If by any chance you're looking for the inverse transform, that is,
if you want to know where a given pixel will land, you simply switch
inputs and outputs:
For a,b,c,d:
r1_x = a * 0 + b * 0 * 0 + c * 0 + d
r2_x = a * 1 + b * 1 * 0 + c * 0 + d
r3_x = a * 0 + b * 0 * 1 + c * 1 + d
r4_x = a * 1 + b * 1 * 1 + c * 1 + d
For e,f,g,h:
r1_y = e * 0 + f * 0 * 0 + g * 0 + h
r2_y = e * 1 + f * 1 * 0 + g * 0 + h
r3_y = e * 0 + f * 0 * 1 + g * 1 + h
r4_y = e * 0 + f * 0 * 1 + g * 1 + h
You're talking about perspective transformation from 2D planar onto a square 'in space' I think.
Well - This one is not that difficult. The mathematics are explained in the paper:
Heckbert, Paul, Fundamentals of
Texture Mapping and Image Warping,
Master’s thesis, UCB/CSD 89/516, CS
Division, U.C. Berkeley, June 1989.
(I don't link to the paper due to copyright reasons. It's available on the net and you shouldn't have any problems finding it though)
This gives you the math and some ready to use equations to do it.
If you are looking for some "easy to rip" code I suggest to download the OpenVG reference implementation and take a close look at the functions "vguComputeWarpQuadToSquare", "vguComputeWarpSquareToQuad" and "vguComputeWarpQuadToQuad" :-) They cover all you need.

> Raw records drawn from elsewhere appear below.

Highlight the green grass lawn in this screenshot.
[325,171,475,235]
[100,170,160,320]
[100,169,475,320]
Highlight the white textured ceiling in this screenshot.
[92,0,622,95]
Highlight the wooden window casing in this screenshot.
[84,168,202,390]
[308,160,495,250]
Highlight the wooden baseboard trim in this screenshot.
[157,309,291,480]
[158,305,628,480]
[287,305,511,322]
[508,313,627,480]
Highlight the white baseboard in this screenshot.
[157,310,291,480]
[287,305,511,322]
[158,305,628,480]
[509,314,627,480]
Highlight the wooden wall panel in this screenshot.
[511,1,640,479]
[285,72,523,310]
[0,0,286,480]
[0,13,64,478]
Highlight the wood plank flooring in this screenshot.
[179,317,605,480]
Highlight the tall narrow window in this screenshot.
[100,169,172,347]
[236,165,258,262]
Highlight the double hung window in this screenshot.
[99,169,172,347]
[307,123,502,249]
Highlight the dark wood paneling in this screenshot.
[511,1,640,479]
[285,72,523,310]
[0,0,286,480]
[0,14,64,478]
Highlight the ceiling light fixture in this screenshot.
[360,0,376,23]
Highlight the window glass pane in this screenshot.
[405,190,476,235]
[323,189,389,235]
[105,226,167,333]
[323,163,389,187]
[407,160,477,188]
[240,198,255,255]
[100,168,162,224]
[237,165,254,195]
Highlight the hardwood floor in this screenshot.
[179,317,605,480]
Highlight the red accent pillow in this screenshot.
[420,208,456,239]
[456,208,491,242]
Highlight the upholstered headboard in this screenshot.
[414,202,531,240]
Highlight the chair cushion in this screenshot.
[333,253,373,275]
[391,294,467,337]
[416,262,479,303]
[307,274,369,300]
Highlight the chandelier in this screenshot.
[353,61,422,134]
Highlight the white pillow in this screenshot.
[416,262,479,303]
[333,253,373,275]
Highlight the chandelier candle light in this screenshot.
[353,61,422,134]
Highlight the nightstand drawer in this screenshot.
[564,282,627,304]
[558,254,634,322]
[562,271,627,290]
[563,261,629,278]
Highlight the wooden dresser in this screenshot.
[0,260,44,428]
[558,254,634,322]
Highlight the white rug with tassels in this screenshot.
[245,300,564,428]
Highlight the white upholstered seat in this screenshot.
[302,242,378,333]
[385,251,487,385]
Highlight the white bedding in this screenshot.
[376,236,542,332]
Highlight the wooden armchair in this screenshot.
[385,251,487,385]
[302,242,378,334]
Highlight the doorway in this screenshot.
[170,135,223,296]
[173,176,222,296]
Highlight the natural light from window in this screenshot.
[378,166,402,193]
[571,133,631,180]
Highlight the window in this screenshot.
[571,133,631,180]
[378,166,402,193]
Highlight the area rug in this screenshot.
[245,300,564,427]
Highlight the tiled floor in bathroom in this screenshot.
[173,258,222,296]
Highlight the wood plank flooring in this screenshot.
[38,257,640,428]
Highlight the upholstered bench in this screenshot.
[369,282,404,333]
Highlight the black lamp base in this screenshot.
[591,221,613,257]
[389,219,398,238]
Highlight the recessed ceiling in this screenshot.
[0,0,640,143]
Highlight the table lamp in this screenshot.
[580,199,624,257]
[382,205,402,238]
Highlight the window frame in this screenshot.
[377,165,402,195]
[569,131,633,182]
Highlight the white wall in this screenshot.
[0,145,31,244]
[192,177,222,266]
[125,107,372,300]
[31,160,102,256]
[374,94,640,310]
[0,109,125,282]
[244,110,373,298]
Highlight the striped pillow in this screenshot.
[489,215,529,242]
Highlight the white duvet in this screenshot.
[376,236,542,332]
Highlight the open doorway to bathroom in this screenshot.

Download here: http://www.khronos.org/registry/vg/ri/openvg-1.1-ri.zip
These functions will calculate a 3x3 matrix that does the transformation. To use this matrix you have to extend your 2D coordinates into 2D homogenous coordinates. That's not that difficult but beyond the scope of the question. If you need help to work with them I suggest that you ask that in a different question.